Sabtu, 16 Maret 2013

KALIMAT TAUHID ADALAH DO’A TERBAIK




Sebaik-baik do’a adalah do’a di hari Arafah, dan sebaik-baik yang kuucapkan dan diucapkan oleh para Nabi sebelumku adalah :
“Tiada ilah selain Allah saja dan tiada sekutu bagiNya; milikNya lah segala kekuasaan dan segala pujian, dan Dia Maha Kuasa atas segala sesuatu” (HR. Tirmidzi no 3585 dan ia mengatakan : Hadits hasan gharib dihasankan juga oleh syaikh Al-Albani. Hadits ini juga diriwayatkan oleh Ath Thabari dengan sanad yang jayyid, dengan redaksi:”Sebaik-baik yang kuucapkan dan diucapkan oleh para Nabi sebelumku di sore hari Arafah adalah:…. Dst”. Hadits yang senada juga diriwayatkan oleh Ahmad dengan redaksi : “Konon doa yang terbanyak diucapkan oleh Nabi pada sore hari Arafah adalah:…. Dst” dan para perawinya tsiqah (lihat: Tuhfatul Ahwadzi 10/33)

Husain bin Hasan Al Marwazi menceritakan: Aku pernah bertanya kepada Sufyan bin Unainah tentang doa yang paling afdhal di hari Arafah, maka jawabnya: “Laa ilaaha illallah… dst”.

“Ini adalah pujian dan bukan doa”, sanggahku.

“tidakkah kau tahu hadits yang diriwayatkan oleh sahabat Malik bin Huwairits radhiyallahu’anhu? Dalam hadits itu disebutkan bahwa Allah berkata:

“Jika hambaKu tersibukkan oleh puji-pujiannya atasKu dari memohon (berdoa) kepadaKu, niscaya Kuberikan kepadanya sesuatu yang lebih afdhal dari apa yang Kuberikan kepada orang-orang yang berdoa” Jawab Sufyan.

“Inilah penafsiran dari sabda Nabi tersebut” kata Sifyan.

“Tidakkah engkau pernah mendengar syairnya Umayyah bin Abi Shalt tetkala ia mendatangi Abdullah bin Jud’an untuk minta santunan darinya?” Tanya Sufyan.

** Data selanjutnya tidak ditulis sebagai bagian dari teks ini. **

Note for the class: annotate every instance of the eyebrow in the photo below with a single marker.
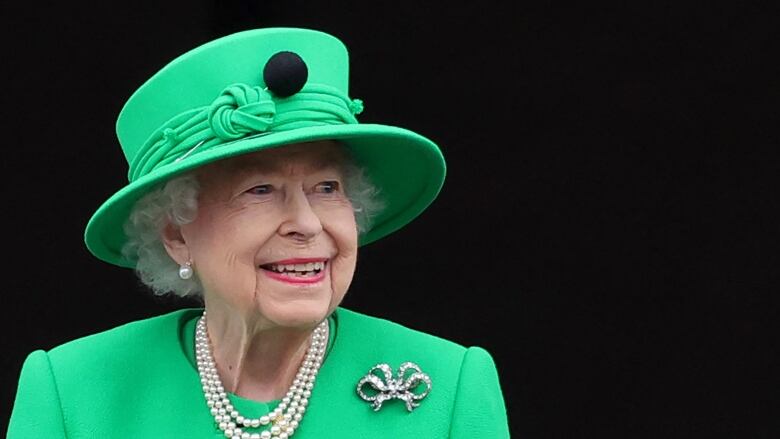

“Tidak.” Jawabku. Maka kata Sufyan:

“Umayyah mengatakan:

Haruskah kusebut hajatku ataukah cukup bagiku rasa malumu, karena pemalu adalah sifatmu?
Kau tahu hak manusia saat dirimu berkecukupan. Bagimu leluhur yang mulia dan segala pujian,
Bila seseorang menyanjungmu di suatu ketika cukuplah itu baginya, tanpa perlu meminta

“Hai Husein, kalau manusia saja seperti ini, lantas baimana dengan Penciptanya?” Lanjut Sufyan. (lihat: Mir’aatul Mafatih (9/141))

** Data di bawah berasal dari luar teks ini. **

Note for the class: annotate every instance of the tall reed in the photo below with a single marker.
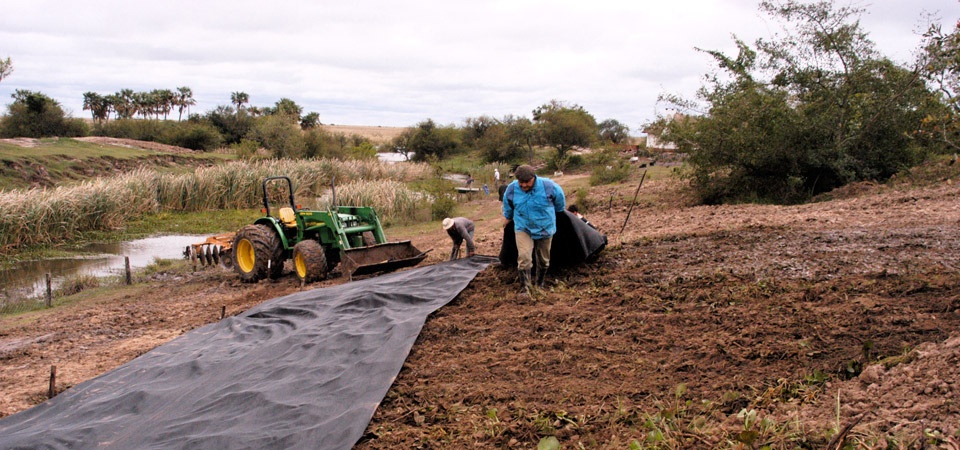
(39, 216)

Artinya, jika seorang dermawan macam Abdullah bin Jud’an yang musyrik saja tidak perlu dimintai agar memberi santunan, namun cukup dengan dipuji-puji karena iapasti malu jika tidak memberi apa-apa kepada yang memujinya… tentu Allah yangmenciptakannya dan yang Maha Pemalu dan Pemurah akan lebih malu bila tidak mengabulkan do’a hambaNya yang sibuk memujiNya.


Disalin dari buku"Tauhid Beres Negara Sukses", Sufyan bin Fuad Baswedan, MA, Akbar Media, hal 94--97.